В толпе провожающих я долго вижу мою тетю, в косынке сестры милосердия, машущую платком вслед уходящему поезду. Как и все другие, она думала, что поезд придет назад через две-три недели.

Поезд пришел через двадцать три года.

И вот опять перрон киевского вокзала. Но остался ли кто-нибудь из толпы провожавших нас в ноябре девятнадцатого года? Да, конечно, остался. По перрону, мимо останавливающегося поезда, быстро идет та же самая, предупрежденная мною о приезде, моя тетя, не переменившая за эти годы профессии, если не в той самой, то в такой же самой косынке и пытается среди выскакивающих из поезда людей, узнать маленького кадетика, махавшего ей из окна фуражкой двадцать три года назад. И к моему величайшему удивлению — узнает…

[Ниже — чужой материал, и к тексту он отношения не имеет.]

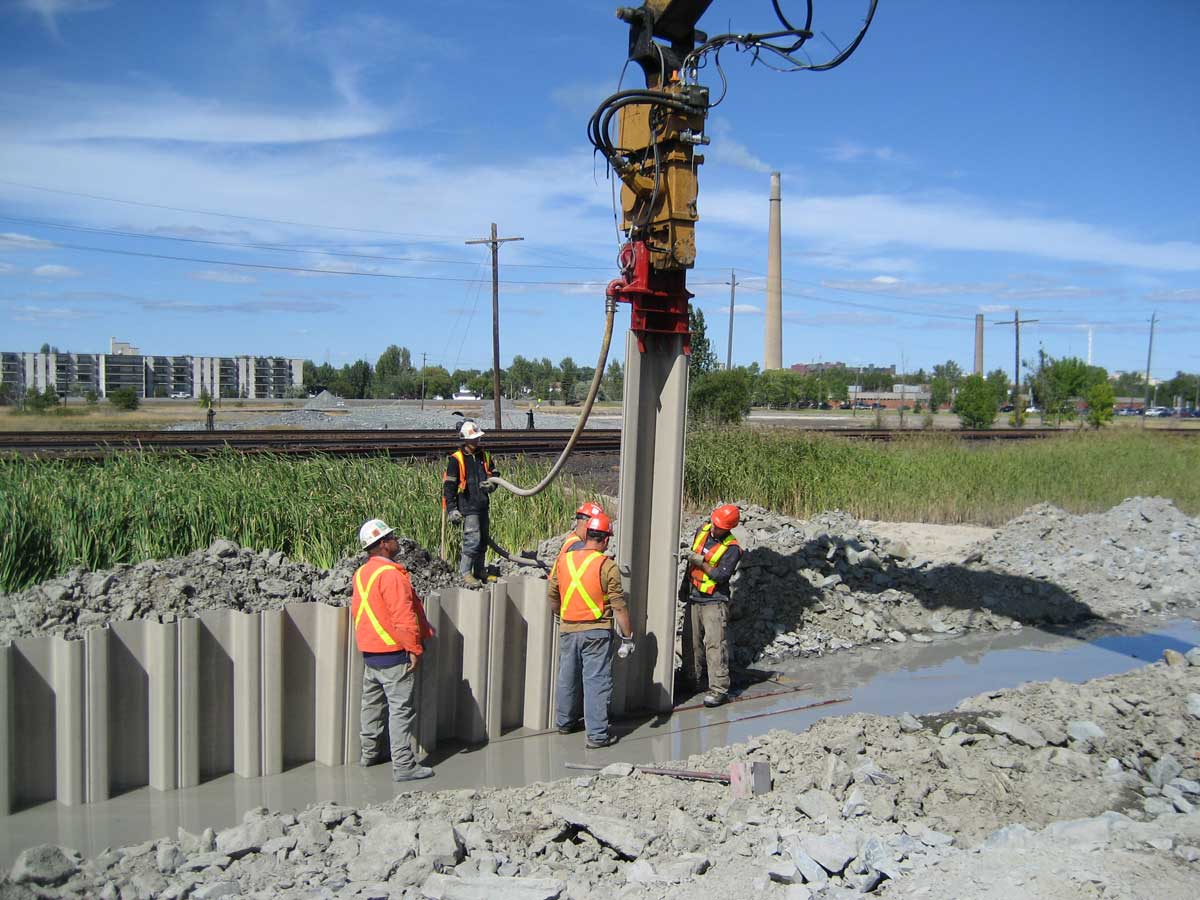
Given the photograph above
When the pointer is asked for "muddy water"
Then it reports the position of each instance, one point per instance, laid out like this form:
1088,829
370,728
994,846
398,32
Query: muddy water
911,677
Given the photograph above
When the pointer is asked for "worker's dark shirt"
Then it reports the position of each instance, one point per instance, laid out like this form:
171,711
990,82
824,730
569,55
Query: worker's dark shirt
725,568
473,501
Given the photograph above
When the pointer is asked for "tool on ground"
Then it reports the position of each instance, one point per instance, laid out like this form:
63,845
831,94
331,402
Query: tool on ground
747,779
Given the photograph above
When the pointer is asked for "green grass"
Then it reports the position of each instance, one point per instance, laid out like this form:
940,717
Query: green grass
55,515
936,478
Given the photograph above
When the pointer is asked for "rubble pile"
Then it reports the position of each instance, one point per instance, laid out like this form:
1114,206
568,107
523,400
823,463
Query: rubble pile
828,583
1045,791
222,576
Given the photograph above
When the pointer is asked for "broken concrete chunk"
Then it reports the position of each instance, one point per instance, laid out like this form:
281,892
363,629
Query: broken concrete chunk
1014,731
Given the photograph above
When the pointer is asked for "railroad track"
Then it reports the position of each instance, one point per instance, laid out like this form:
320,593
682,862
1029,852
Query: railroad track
395,443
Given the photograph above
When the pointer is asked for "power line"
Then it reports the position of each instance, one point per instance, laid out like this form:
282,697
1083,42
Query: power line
430,238
282,249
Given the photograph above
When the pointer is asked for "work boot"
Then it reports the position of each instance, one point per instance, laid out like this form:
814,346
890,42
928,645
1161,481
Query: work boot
413,774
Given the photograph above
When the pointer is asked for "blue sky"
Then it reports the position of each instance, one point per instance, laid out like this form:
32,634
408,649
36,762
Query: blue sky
970,157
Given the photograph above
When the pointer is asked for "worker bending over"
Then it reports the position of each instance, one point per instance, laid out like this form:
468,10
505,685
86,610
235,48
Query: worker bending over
585,591
713,559
466,498
390,629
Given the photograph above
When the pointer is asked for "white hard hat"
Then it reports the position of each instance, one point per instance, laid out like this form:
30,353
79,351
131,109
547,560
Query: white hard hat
372,531
469,431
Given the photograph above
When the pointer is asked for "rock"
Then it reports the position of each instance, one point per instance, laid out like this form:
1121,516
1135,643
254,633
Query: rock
1014,731
1164,769
615,833
450,887
832,851
617,769
439,843
816,804
45,864
1086,733
784,871
216,889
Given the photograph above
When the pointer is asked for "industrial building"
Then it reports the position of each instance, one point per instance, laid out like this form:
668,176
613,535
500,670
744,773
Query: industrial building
125,366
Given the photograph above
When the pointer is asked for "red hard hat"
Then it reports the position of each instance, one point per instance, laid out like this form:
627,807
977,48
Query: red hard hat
600,522
589,509
726,516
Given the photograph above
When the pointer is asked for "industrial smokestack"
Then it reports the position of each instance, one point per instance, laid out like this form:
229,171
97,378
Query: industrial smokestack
978,343
773,339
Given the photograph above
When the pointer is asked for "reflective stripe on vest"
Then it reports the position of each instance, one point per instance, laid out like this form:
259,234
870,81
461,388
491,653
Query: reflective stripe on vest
365,606
577,588
485,460
712,556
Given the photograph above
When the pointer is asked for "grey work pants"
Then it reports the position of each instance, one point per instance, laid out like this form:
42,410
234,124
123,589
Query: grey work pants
388,696
475,539
705,642
585,657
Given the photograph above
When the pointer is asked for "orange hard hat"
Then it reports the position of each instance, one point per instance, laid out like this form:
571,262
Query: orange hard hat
600,522
588,510
726,516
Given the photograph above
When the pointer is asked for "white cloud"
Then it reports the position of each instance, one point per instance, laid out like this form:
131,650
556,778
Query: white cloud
55,271
53,313
10,240
1174,297
865,221
223,277
51,10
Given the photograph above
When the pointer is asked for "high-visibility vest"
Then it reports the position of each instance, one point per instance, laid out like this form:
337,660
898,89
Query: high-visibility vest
700,579
579,586
485,460
369,631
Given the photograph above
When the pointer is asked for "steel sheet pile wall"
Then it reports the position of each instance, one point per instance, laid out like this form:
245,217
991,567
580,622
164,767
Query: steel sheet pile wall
169,706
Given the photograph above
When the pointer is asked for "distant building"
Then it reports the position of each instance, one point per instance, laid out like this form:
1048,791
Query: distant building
77,373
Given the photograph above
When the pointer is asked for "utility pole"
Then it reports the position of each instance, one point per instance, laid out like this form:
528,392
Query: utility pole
496,317
1150,352
729,351
1017,360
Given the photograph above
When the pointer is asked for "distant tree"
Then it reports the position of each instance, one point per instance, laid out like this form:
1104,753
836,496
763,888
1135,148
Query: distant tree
997,379
949,370
358,375
613,384
720,397
703,360
976,403
1101,400
125,399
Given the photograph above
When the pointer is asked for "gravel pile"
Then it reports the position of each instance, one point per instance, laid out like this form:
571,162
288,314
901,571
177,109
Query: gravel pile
828,583
223,576
1045,791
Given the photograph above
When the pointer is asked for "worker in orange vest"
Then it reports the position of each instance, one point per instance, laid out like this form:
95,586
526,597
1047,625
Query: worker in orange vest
585,591
577,535
711,564
390,630
466,497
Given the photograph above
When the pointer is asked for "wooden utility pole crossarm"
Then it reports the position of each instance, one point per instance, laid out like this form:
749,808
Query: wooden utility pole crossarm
496,319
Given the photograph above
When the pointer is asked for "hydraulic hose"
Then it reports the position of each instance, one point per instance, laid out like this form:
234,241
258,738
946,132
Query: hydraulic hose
610,315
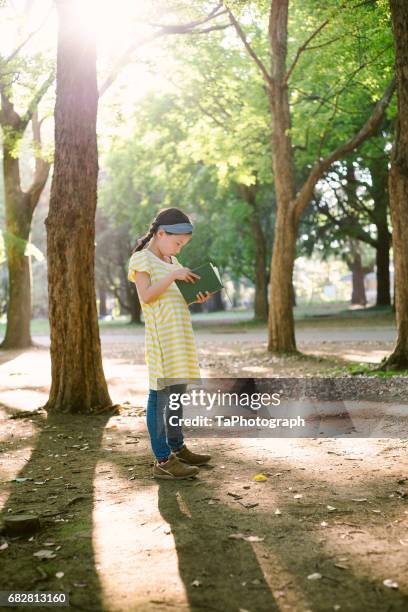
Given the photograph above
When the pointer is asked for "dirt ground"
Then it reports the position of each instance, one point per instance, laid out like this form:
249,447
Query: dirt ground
323,531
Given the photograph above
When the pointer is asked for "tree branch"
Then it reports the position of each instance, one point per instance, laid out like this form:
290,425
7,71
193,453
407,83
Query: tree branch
251,52
39,94
322,165
303,48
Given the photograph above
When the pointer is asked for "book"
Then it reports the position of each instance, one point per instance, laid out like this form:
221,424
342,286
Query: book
210,281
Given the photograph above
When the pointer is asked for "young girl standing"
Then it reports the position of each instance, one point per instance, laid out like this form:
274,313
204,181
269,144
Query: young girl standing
170,348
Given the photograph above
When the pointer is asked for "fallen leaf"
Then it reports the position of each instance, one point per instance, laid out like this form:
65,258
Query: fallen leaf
260,478
390,583
44,554
315,576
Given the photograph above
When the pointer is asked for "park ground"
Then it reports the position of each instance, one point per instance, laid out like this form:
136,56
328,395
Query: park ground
323,531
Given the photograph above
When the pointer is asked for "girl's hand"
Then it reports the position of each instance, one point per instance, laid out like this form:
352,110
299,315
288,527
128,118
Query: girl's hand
201,297
185,274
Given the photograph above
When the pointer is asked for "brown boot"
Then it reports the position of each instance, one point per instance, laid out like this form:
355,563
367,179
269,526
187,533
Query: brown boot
173,469
187,456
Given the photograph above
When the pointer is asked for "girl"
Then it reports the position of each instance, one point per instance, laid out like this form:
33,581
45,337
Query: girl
170,349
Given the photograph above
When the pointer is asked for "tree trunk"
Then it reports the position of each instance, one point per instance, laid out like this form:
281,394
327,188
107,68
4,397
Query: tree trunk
19,206
383,266
281,320
78,382
379,177
358,294
18,224
398,187
248,194
103,311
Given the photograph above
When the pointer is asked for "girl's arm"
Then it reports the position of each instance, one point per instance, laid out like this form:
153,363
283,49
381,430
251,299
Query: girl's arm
149,292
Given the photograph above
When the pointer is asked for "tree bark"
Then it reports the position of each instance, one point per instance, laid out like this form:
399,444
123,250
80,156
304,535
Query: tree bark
78,382
398,187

Если первая категория читателей, не любящих лирических отступлений, спросит меня почему я это сделал то я скажу, что сделал его ради тех, которые эти отступления любят, Но, если эти последние спросят меня, что я в эти минуты думал, то я должен буду ответить, что в это время я не думал ничего.

* * *

Незадолго перед отъездом я встретил в Берлине одного радиотехника, приехавшего на работу в Германию из Киева. Это был молодой человек лет двадцати пяти. Мы с ним провели как-то целый вечер. В нем не было никакого энтузиазма по отношению к советской власти, но в нем была все же свойственная некоторым советским гражданам, родившимся на грани октябрьской революции, уверенность в том, что большевики, при всех отрицательных сторонах их режима, — "все-таки много сделали в смысле стройки". Причем эта пресловутая "стройка" наподобие трехрядной гармоники, растягивается в их воображении, в зависимости от их умственного развития, от скромных басовых нот до переходящего в фальшь дискантного визга.

Говоря об этом я, разумеется, не имею в виду тех троглодитов, которые твердо уверены в том, что Ленинград выстроен уже при большевиках в честь Ленина, а Сталинград — в честь Сталина (приходилось встречать и таких), но например, одна совсем не глупая студентка, из того же Ленинграда, с пренебрежением говорила мне о том, что до революции на Невском проспекте была "какая-то деревянная мостовая", а при большевиках ее покрыли асфальтом. И мне большого труда стоило объяснить ей, что "какая-то деревянная мостовая", была торцовой мостовой, которая была не только самой дорогой и лучшей из всех мостовых мира, но в те времена, времена конской тяги и наиболее удобной и безопасной для лошадей.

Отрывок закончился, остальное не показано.